Furthermore, the predictions of random forest and neural networks are always within the range of the observations since they avoid extrapolation [
83]. However, the other features made random forest perform better than LSTM, and neural networks are extremely dependent on the amount of training data.
In general, the performance of PROPHET was worse than other models. However, PROPHET deals with missing values and handles outliers and changes in time series as mentioned in Ref. [
84]. On the other hand, SARIMA exceeded PROPHET and univariate LSTM by achieving decent results close to RFR. Ref. [
85] indicates that SARIMA outperforms ML-based models in drought conditions.
To our knowledge, this is the first study that explores not only the impact of using multivariate time series models, but also investigates different look back and look ahead window lengths for RFR in the streamflow prediction task. These findings are highly valuable because multivariate RFR achieved excellent results based on the evaluation methods. In our opinion, the performance of RFR could be further improved by adding more predictor variables, such as snowmelt images or other meteorological components. However, failing to provide an interpretable result is the main limitation of the presented ML-based models in this paper. It is difficult to understand and explain why a particular prediction was made by most of the ML models. Ultimately, it is worth mentioning that the streamflow prediction in drought-stricken UCRB is more challenging than in wet areas. In addition, Ref. [
86] indicates that the data-driven models on a monthly scale perform better in wet conditions than in dry conditions.
While the purpose of this work was to concentrate on Lees Ferry to explore this vital station in detail, we also applied the RFR model on multiple rivers in different states to test the generalizability of the work that has been done on Lees Ferry in the previous sections. To do so, we picked two more stations that lie in the UCRB. San Juan River Near Bluff is a station that is located in Utah. The other station that we were interested in analyzing its future streamflow was Yampa River Near Maybell, which is located in the upper part of the Colorado state. The average level of water in these two stations is extremely lower than in Lees Ferry. As shown in
Figure 24, three candidate stations that are located in three different states belonging to the UCRB have been explored to assess our best performing model. It can be observed that our univariate and multivariate RFR models have low error when performed on Lees Ferry and Yampa stations. On the other hand, univariate RFR has higher SMAPE on data derived from San Juan station. However, multivariate time series RFR remarkably reduced the SMAPE for San Juan, as shown in
Figure 24. Therefore, we conclude that the time series RFR model can be generalized to more stations in UCRB to perform real-life streamflow prediction.

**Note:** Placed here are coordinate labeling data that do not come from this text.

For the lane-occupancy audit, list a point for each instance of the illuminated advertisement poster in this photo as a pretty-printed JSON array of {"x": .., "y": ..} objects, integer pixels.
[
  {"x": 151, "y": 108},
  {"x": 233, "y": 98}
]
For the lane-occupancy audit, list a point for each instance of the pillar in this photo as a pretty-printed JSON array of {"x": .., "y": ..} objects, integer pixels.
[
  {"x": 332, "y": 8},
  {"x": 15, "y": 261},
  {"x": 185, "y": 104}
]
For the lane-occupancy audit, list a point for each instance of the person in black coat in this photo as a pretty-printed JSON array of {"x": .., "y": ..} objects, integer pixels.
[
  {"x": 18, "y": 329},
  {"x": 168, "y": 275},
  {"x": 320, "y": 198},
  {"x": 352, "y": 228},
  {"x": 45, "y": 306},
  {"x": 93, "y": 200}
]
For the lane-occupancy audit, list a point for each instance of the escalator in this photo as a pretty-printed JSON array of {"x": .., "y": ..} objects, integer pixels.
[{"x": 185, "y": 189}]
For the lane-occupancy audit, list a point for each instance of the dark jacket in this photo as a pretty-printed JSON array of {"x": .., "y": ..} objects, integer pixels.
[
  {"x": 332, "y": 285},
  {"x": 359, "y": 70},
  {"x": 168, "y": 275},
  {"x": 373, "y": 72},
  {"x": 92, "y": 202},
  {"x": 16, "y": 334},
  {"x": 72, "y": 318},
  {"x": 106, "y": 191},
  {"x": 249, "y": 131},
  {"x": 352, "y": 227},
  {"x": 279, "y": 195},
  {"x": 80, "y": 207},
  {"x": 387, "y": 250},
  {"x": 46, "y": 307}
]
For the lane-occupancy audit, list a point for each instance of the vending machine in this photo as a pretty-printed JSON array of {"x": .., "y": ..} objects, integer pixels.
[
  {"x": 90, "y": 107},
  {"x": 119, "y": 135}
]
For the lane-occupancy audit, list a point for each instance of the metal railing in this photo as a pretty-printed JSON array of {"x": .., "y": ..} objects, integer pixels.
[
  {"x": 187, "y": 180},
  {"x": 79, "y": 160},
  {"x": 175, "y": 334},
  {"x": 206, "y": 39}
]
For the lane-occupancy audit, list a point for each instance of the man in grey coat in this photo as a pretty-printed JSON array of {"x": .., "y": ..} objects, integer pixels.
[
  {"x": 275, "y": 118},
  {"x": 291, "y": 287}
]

At the end, the uncertainty of the model should be further investigated in rare conditions since some models are relatively variable when faced with extreme climate conditions such as unexpected and occasional floods or drought. Furthermore, it is still an open question to distinctly understand the impact of temperature and precipitation on streamflow prediction in this area. We anticipate that the temperature plays a major factor and has more influence than precipitation on the streamflow at Lees Ferry because it is located in drought-stricken UCRB. On the other hand, we expect that the precipitation plays a critical role in wet conditions and can be considered an important driving force in those areas.
7. Conclusions
In this paper, we used machine learning models to predict the future streamflow of the Lees Ferry site of the Upper Colorado River Basin, where the river is a source of water for several states in the United States. Over 113 years of monthly data were used for training and testing the ML models. Four ML models such as RFR, LSTM, SARIMA, and PROPHET were compared with each other. In this regard, we first only used past streamflow to predict its future values for 24 months. Various input sequences and hyperparameters were analyzed for each model in order to choose the best possible model and to compare their performances. All models achieved satisfactory performance with low RMSE and obtained high R-squared, and also the MAPEs for all models were less than 25%, which means that the presented models are able to predict future streamflow accurately for at least 24 months. RFR and SARIMA were the two models that outperformed the others with low error.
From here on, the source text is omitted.